There have only been five firehouse secretaries since the firehouse began. Oddly enough, one of them—a retired member who has since moved away—is the man who built and sold the house Michael and I live in now, and Charlie Pfhal did all the interior painting and wall-papering in our house back in the 1950s.

It is finally time for me to take over as secretary. I am given a special set of keys that opens the chief’s office door (where the secretary’s file cabinet is kept), a special license plate for the front of my car (ahhh, bliss), and an attaché case that, like my front license plate, has a thick sign that says SECRETARY, FIRE DEPT., GEORGETOWN, CT. screwed onto its side. The case is a vintage American Tourister, pebbly black with a red interior, and looks like it is from the early 1960s. Inside the case is a mix of wonderful things, blank greeting cards for “Get Well” or “Sympathy,” meeting minutes, financial reports, and manila envelopes filled with names and phone numbers so I can call or send fruit baskets to members who are sick.

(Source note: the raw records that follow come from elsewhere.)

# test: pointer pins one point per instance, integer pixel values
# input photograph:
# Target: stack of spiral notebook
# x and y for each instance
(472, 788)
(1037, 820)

Greg Zap walks over to me, and in a heartfelt way hands me the briefcase. We smile at each other because it seems sort of corny but we both know it is an important moment. He is handing me the history of the Georgetown Fire Company from its inception. I will be the first woman secretary. I open the briefcase when I get home. Greg has left me a gift inside. Three inexpensive Evermore cigars, made in Connecticut, in a small white cigar box. These are what he smokes. I never smoke them but I keep the box of cigars in the briefcase forever. I am now “one of the boys.” Along with the cigars comes a gift from Tom Pasiuk, a very quiet man who has been a firehouse member for over twenty-five years. “My friend made this and I thought you would like it,” he says, and hands me a pair of small wooden pinchers. I have absolutely no idea what they do. “I figured a lady like you would need toast tongs,” he says shyly. I imagine myself in his eyes being like Mrs. Toplofty, a character in the old Emily Post etiquette books, who always knew the correct fork to use. The toast tongs go in the briefcase with the cigars.

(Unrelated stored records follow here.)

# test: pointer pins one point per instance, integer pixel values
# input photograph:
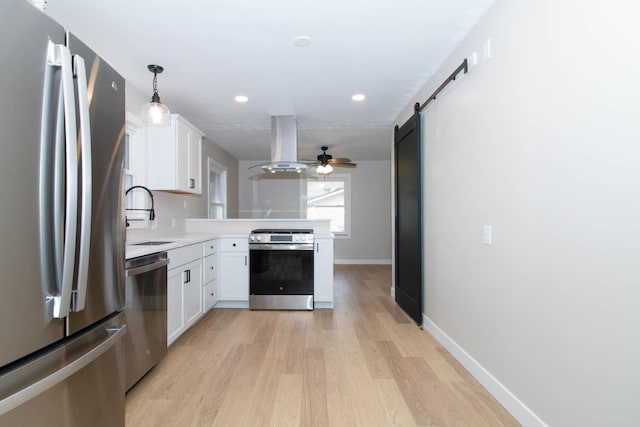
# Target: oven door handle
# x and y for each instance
(281, 247)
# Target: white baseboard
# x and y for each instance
(363, 261)
(323, 304)
(510, 402)
(232, 304)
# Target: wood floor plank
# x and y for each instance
(314, 392)
(364, 363)
(395, 407)
(288, 407)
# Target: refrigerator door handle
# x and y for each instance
(80, 74)
(51, 184)
(62, 301)
(39, 387)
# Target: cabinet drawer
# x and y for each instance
(210, 268)
(184, 255)
(233, 245)
(209, 247)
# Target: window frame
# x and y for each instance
(221, 171)
(346, 180)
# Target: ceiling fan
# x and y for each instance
(326, 162)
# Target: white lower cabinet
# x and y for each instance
(175, 304)
(210, 275)
(184, 290)
(233, 266)
(323, 272)
(192, 287)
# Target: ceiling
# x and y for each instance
(215, 50)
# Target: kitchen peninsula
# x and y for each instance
(208, 264)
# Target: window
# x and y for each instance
(329, 198)
(217, 182)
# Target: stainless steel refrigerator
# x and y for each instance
(62, 119)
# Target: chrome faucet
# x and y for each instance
(152, 211)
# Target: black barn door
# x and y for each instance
(408, 237)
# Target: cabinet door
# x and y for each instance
(192, 282)
(210, 297)
(182, 156)
(323, 270)
(210, 268)
(175, 318)
(233, 276)
(194, 181)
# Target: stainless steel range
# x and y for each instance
(281, 269)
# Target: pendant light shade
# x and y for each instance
(155, 113)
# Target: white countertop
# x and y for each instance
(132, 250)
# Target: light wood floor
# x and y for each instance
(365, 363)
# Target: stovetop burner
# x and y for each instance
(282, 231)
(282, 235)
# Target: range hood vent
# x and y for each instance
(284, 146)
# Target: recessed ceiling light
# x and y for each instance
(302, 41)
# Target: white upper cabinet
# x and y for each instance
(174, 157)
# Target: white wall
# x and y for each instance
(541, 141)
(370, 240)
(170, 206)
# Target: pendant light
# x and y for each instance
(155, 113)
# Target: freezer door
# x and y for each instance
(27, 274)
(105, 277)
(80, 383)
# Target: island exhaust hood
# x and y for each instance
(284, 146)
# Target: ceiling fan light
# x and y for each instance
(324, 169)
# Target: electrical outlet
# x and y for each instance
(472, 60)
(488, 235)
(486, 50)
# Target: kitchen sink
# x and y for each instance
(152, 243)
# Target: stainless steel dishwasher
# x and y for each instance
(145, 314)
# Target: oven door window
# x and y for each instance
(281, 272)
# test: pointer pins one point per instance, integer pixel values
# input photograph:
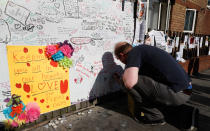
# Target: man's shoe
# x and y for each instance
(142, 120)
(156, 122)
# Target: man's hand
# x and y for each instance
(117, 78)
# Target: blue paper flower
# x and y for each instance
(8, 110)
(58, 56)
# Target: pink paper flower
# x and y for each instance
(51, 50)
(32, 111)
(14, 124)
(67, 50)
(22, 116)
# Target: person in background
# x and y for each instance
(153, 78)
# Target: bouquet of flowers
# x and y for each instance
(17, 113)
(60, 53)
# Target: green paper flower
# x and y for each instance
(65, 62)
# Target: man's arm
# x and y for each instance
(130, 77)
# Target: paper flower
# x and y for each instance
(32, 111)
(65, 62)
(67, 50)
(22, 118)
(58, 56)
(14, 124)
(17, 110)
(68, 44)
(7, 112)
(51, 50)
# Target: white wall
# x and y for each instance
(97, 24)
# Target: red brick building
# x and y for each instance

The first monthly meeting comes, and there is an empty chair for me at the big table in the front of the room. The chief nods at me, the president bangs his gavel, and we all stand for the Pledge of Allegiance. I place my right hand on my heart and face the flag; “. . . one nation, under God, indivisible...” I say along with the rest.
Indivisible
. I think of what that word means: united, one of a group of many, not alone. When I was a kid I thought the word was
invisible,
which is how I felt most of the time. I sit down at the front table and thirty-two people look at me. They see me, I am real, I am here, and I am part of something, at last.